Since my computer crashed over the weekend, I have not been able to access the internet until now, so, I have returned to begin one of our traditions here at the Robin's Nest Treasures Blog -- which is that I will close each post with a segment, which may be only a few words, or it may be longer, about "something that made me smile that day". So, here is my "smile" for today.
A GENTLEMAN AND A BROOCH
Several years ago, long before I ever envisioned starting Robin's Nest Treasures, I bought a lovely vintage brooch which I thereafter wore on my winter dress coat. I loved the pin and I received many compliments on it from strangers, but there was a compliment from one man that I will always remember.
I worked in downtown Pittsburgh, PA for about 22 years as a trial attorney, and through the years we came to recognize certain homeless men who frequented our end of town. There was one particular man, whose name I am ashamed to say that I do not know, who lived on the streets for years who appeared to suffer from schizophrenia or some other severe mental illness. He often roamed in and out of traffic, disheveled at best, rambling unintelligibly, and shouting whatever was on his mind to whoever would listen.

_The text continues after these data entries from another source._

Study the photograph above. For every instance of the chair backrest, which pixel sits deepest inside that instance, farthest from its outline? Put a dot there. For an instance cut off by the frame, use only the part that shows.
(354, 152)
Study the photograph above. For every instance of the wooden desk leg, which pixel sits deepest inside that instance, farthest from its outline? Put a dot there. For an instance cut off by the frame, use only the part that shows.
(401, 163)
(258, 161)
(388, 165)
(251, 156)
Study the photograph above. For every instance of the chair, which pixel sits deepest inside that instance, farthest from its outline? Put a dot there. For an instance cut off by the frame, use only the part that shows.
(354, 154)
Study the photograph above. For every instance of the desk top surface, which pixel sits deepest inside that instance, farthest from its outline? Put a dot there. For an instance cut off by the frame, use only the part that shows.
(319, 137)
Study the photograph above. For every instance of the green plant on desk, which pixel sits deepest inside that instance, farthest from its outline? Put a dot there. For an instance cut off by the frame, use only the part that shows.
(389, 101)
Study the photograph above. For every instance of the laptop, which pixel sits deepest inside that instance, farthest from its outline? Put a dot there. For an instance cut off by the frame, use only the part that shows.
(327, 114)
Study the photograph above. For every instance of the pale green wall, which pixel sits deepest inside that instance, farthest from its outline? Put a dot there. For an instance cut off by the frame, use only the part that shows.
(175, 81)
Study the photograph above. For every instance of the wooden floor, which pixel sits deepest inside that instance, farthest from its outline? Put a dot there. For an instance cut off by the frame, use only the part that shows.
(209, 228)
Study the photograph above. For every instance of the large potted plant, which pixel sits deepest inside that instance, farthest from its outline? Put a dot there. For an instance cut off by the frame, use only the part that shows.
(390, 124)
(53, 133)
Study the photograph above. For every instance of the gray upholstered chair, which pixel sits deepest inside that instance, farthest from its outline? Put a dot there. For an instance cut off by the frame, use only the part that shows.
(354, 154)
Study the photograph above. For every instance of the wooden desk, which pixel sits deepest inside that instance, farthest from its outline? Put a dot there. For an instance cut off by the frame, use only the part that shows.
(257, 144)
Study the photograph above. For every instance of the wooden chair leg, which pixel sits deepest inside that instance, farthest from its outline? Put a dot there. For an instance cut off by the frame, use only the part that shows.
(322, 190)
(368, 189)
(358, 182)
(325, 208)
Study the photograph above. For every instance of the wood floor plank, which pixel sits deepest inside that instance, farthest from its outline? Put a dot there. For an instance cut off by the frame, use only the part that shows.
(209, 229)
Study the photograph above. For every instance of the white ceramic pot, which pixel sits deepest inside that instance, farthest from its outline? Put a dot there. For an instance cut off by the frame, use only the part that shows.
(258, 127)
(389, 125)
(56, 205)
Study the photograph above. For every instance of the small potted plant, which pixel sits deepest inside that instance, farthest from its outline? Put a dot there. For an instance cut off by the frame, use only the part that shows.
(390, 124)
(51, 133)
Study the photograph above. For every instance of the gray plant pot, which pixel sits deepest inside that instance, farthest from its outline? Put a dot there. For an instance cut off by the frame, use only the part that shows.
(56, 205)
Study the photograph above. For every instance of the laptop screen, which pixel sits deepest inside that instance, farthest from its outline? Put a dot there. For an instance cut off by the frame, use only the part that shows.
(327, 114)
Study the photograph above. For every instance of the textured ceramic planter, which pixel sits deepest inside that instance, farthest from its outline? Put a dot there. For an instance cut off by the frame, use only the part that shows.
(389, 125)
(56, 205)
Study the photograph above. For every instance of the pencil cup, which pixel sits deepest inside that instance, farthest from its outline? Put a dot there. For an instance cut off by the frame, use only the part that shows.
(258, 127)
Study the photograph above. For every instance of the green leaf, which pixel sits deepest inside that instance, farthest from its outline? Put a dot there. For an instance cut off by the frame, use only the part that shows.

One bright sunny winter day I was walking down the sidewalk downtown toward a corner where I needed to cross the street, and I found this man standing on the corner. His clothes were new, he was clean shaven, his eyes were clear and bright! He smiled at me and said -- What a lovely brooch you're wearing madame, may I escort you across the street? Normally, I might have hesitated, but his eyes were so bright, his spirits so high, I could not help but smile and say -- Why certainly kind sir.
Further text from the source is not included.